Volume 577: debated on Thursday 13 March 2014

The UK faces a substantial long-term challenge to ensure the public finances remain sustainable and the Government have therefore taken much needed action to address the pressures from an ageing population. This includes a package of reforms to public service pensions including a move to “career average” schemes, and changes to the normal pension age for public service workers. Reforms to public service pension schemes are forecast to save £430 billion by 2061-62, while also ensuring that the pensions offered to public service workers remain among the very best available.

The next stage in this programme of reform is to ensure that the costs of the public service schemes are properly measured and remain sustainable in the long term. To achieve this, the Treasury has this week made directions and laid regulations on valuations of public service pension schemes and the employer cost cap, in accordance with the provisions of the Public Service Pensions Act 2013.

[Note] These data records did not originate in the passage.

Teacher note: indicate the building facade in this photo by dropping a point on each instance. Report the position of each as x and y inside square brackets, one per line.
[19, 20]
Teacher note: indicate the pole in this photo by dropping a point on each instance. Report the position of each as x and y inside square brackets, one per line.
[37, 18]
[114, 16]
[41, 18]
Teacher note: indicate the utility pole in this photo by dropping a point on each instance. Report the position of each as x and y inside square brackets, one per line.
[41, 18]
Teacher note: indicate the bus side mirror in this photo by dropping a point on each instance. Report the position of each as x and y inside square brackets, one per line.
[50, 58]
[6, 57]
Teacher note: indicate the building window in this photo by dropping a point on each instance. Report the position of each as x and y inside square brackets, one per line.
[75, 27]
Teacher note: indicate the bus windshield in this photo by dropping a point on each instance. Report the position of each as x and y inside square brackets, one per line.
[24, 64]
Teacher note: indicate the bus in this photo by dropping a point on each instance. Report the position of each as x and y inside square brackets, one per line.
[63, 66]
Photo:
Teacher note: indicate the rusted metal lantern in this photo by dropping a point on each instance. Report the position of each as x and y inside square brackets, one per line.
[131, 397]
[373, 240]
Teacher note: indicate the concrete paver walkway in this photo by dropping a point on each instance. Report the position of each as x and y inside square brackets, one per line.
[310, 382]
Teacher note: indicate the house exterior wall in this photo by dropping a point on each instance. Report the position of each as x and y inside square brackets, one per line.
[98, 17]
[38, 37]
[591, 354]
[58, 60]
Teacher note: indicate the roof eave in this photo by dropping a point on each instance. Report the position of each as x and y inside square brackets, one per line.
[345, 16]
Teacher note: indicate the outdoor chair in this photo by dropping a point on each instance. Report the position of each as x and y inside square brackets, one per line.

These directions formalise the basis of the full actuarial valuations of the schemes that are currently being carried out to measure scheme costs. This is the first time valuations have been carried out for a number of years and the first time that schemes have been valued simultaneously and according to the same rigorous, principled and transparent approach.

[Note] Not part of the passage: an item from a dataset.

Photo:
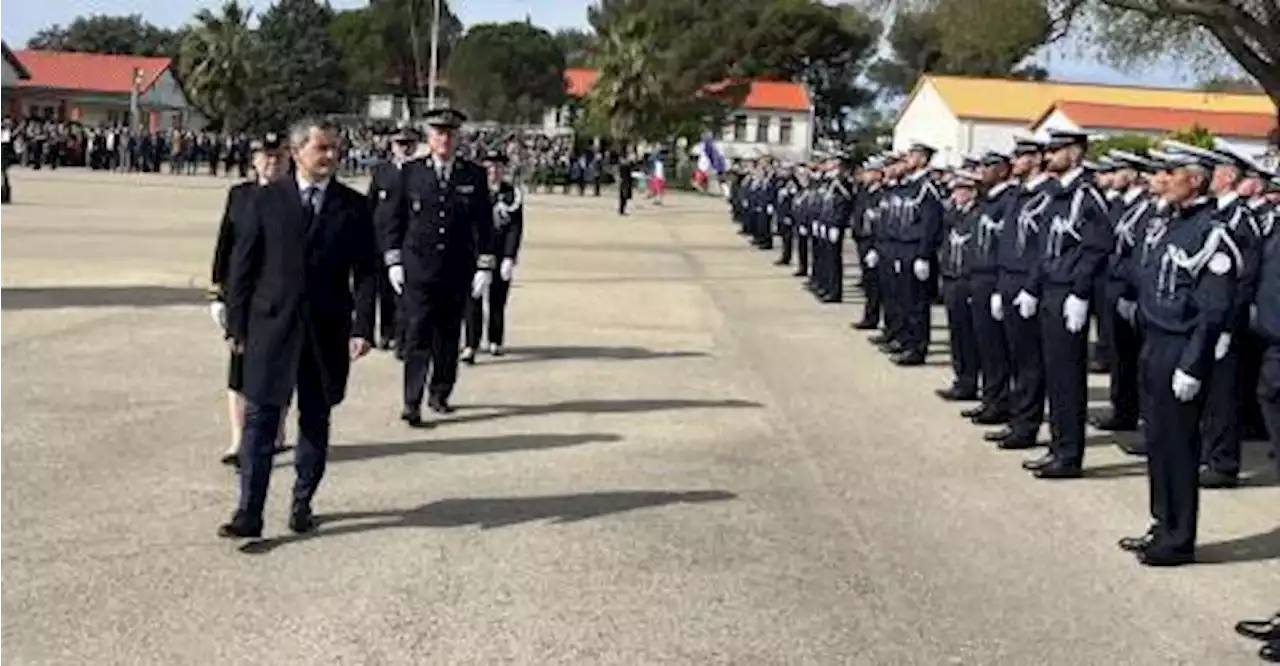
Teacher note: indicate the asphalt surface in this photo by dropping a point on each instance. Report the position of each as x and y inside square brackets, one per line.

The final results for the NHS, teachers and civil service schemes will be published later in the spring. But it is already clear that these will show the level of contributions paid by employers have not been sufficient to meet the full long-term costs of these schemes. If current rates were allowed to continue the shortfall would be nearly £1 billion a year across the teachers, civil service and NHS schemes.

The Government are therefore taking corrective action, and will introduce new higher employer contribution rates for these schemes from 2015. This will ensure that the contributions paid by public service employers reflect the full costs of the schemes, including the costs of the deficits that have arisen since previous valuations.

This will not have any impact on existing pensioners, on member benefits, or on the contributions paid by employees in those schemes. Instead it will ensure that pension costs are properly met by employers and do not fall as an additional cost to the taxpayer.

Actuarial reports published by these three schemes and the police pension scheme (E&W) will confirm the final contribution rates to be paid by each scheme. The remaining public service schemes are expected to complete their valuations later in the year.

Alongside this action to ensure that pension costs are properly accounted for in the short term, the Government are also determined to ensure that costs are controlled in the long term, and that there is a fair balance of risks between scheme members and the taxpayer. Accordingly, as required by the Public Service Pensions Act 2013, the Government will establish employer cost caps in the new public service pension schemes. This will provide backstop protection for the taxpayer, and ensure that the risks associated with pension provision are shared with scheme members. The Treasury directions and regulations provide the framework for the operation of the cost-cap mechanism.

The Treasury has published additional documentation on the valuations and the operation of the employer cost cap to provide additional guidance on the Government’s policy. It has also published the outcomes of consultation with the Government actuary. These are available at: and I will arrange for copies to be placed in the Libraries of both Houses.

I am also today publishing directions which set out the requirements for the provision of benefit information statements in the new public service pension schemes. Under the Public Service Pensions Act all new schemes will be required to issue annual benefit statements to members setting out the pension rights they have accrued. The attached directions set the requirements for these statements. These short directions largely mirror requirements set by DWP for wider pension schemes.